Foresight is in a market that has seen stagnant growth in premiums for the most part, though the line remains profitable overall, according to an October 2021 article by Alex Wells, head of US middle market for Zurich North America. Moving ahead, workers’ comp could see some pressure, he said, from large liability claims, alternatives to opioid treatments, plus uncertainty around COVID-19 and workers who risk exposure on the front lines.

Foresight focuses on the middle market.
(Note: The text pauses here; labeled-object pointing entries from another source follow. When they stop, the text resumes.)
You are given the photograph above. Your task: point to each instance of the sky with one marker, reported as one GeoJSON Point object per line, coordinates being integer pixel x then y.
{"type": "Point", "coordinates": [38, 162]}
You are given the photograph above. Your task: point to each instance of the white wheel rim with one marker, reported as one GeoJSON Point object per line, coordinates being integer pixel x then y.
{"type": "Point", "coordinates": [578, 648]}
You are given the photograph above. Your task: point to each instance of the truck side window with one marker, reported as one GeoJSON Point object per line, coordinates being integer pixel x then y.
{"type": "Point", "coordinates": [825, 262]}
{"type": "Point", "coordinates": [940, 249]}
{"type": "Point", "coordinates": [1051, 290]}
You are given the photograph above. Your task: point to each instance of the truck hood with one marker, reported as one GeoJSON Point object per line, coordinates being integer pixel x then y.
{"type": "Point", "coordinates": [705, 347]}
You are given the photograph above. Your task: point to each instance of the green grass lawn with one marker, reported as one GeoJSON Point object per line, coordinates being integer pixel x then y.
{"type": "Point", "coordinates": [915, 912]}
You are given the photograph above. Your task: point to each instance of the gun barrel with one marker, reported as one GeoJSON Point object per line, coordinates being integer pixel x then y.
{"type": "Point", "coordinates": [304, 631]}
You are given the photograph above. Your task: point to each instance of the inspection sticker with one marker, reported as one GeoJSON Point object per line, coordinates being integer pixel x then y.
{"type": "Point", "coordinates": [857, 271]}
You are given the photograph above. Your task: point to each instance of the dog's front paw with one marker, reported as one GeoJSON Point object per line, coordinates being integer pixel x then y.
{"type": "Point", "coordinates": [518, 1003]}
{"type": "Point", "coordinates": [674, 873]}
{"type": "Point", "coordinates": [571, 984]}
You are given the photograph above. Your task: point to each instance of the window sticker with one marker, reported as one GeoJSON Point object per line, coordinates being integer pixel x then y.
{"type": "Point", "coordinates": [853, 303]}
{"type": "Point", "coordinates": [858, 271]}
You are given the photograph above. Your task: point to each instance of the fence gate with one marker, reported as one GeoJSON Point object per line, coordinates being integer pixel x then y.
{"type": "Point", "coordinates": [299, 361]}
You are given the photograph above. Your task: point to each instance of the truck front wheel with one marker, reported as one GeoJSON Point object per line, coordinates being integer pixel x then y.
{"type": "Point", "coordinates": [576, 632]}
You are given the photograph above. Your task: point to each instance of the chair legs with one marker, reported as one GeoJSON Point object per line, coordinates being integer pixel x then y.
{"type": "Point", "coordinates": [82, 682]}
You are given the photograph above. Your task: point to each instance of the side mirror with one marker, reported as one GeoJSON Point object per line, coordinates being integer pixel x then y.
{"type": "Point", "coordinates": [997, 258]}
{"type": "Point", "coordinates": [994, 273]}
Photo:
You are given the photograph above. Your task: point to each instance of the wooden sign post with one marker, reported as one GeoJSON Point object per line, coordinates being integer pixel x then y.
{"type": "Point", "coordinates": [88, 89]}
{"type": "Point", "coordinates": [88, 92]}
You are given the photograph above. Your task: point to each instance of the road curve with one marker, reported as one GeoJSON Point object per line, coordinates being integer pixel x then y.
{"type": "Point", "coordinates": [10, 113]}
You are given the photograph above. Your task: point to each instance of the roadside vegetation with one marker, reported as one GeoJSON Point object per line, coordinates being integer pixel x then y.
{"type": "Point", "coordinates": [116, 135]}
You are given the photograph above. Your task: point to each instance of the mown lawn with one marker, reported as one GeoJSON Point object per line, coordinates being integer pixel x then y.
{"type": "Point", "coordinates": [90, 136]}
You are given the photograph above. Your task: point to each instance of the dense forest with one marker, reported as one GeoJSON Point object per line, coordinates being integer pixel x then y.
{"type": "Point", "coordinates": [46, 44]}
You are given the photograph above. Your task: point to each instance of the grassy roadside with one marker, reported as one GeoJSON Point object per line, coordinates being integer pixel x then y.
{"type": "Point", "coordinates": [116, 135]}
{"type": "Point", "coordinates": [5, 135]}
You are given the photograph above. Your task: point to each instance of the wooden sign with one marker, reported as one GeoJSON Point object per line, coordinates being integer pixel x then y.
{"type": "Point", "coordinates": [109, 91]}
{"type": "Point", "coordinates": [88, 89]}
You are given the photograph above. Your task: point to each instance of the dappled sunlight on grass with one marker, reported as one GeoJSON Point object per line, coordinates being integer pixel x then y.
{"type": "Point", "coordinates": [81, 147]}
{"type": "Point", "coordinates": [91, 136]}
Transverse Insurance Group is its fronting partner for paper though Foresight has full control over its pricing, rights and operation.  As Fontain sees it, the workers’ compensation middle market is a ripe, long-term opportunity.

“It’s obviously one of the biggest lines of commercial insurance in the US,” Fontain said. “There’s more than enough market share.”

What’s more, Fontain said, he sees a lot of opportunities to improve the workers’ compensation process and the technology behind it.

There are “pretty big efficiency gains to be had,” he said.

Efficiency gains

Out of a $57 billion workers’ compensation market in the US, most is in the middle market space, Fontain argues insurers have become ossified in terms of how they have handled coverage and claims.

“Within that space, there is so much room for improvement in terms of what incumbents have been doing for 20-30 years,” Fontain explained. “What we do as an insurtech – focused on sustainability and focused on improving the insurance risk profile - is helping them lower their claims. Everything we do is around that.”

As Fontain sees it, the workers’ compensation market is changing substantially.

“The market is moving from a price-dominated [environment] to a market where you’ve got a high level of education with insurance,” Fontain said. “These insureds, they’re starting to know and some have known for a long time, that by improving their risk profile and focusing on sustainability, that’s how they’re going to drive lower-cost insurance.”

Foresight is set up to work with these companies to help them lower workplace incident rates, lower claim rates and reduce claims severity and frequency, he said.

Foresight’s technology combines a digital submission platform for quoting with third party data. The company then accesses submission data via integrated application programming interface (API) technology that allows it to create a preliminary risk profile used for underwriting. Data is collected in a streamlined way.

“Without having to second-guess, you can qualify a lot of the information we’re reviewing instantly, and really allow underwriting to quickly and effectively make a more accurate pricing decision on the quote without having to search for too much information,” Fontain said.

Pandemic, and progress

Foresight was initially slated to launch in May 2020, but pandemic delays pushed that date to October 2020. Growth has been robust despite that late start. Through 2021, Foresight had close to 1,600 agencies appointed across its territories of operation. Foresight, over that 12-month period, ended up signing 12 of the top 15 P/C agencies “boarded and submitting risks” to its platform, Fontain said.

Over its first year of business, the company went from zero submissions to more than $1 billion worth of risk being submitted from its broker partners, equating close to 1,000 accounts, Fontain said.

Currently, Foresight does business in Arkansas, Arizona, California, Louisiana, New Mexico, Nevada, Oklahoma and Texas. Plans call for expanding this year into new territories including New York, Florida and nearby states.

OMERS Ventures led the Series B round, with participation from new investors Digital Garage Ventures and the George Kaser Family Foundation. Existing investors Brik and Mortar Ventures, and Builders VC also participated. To date, Foresight has raised just under $60 million.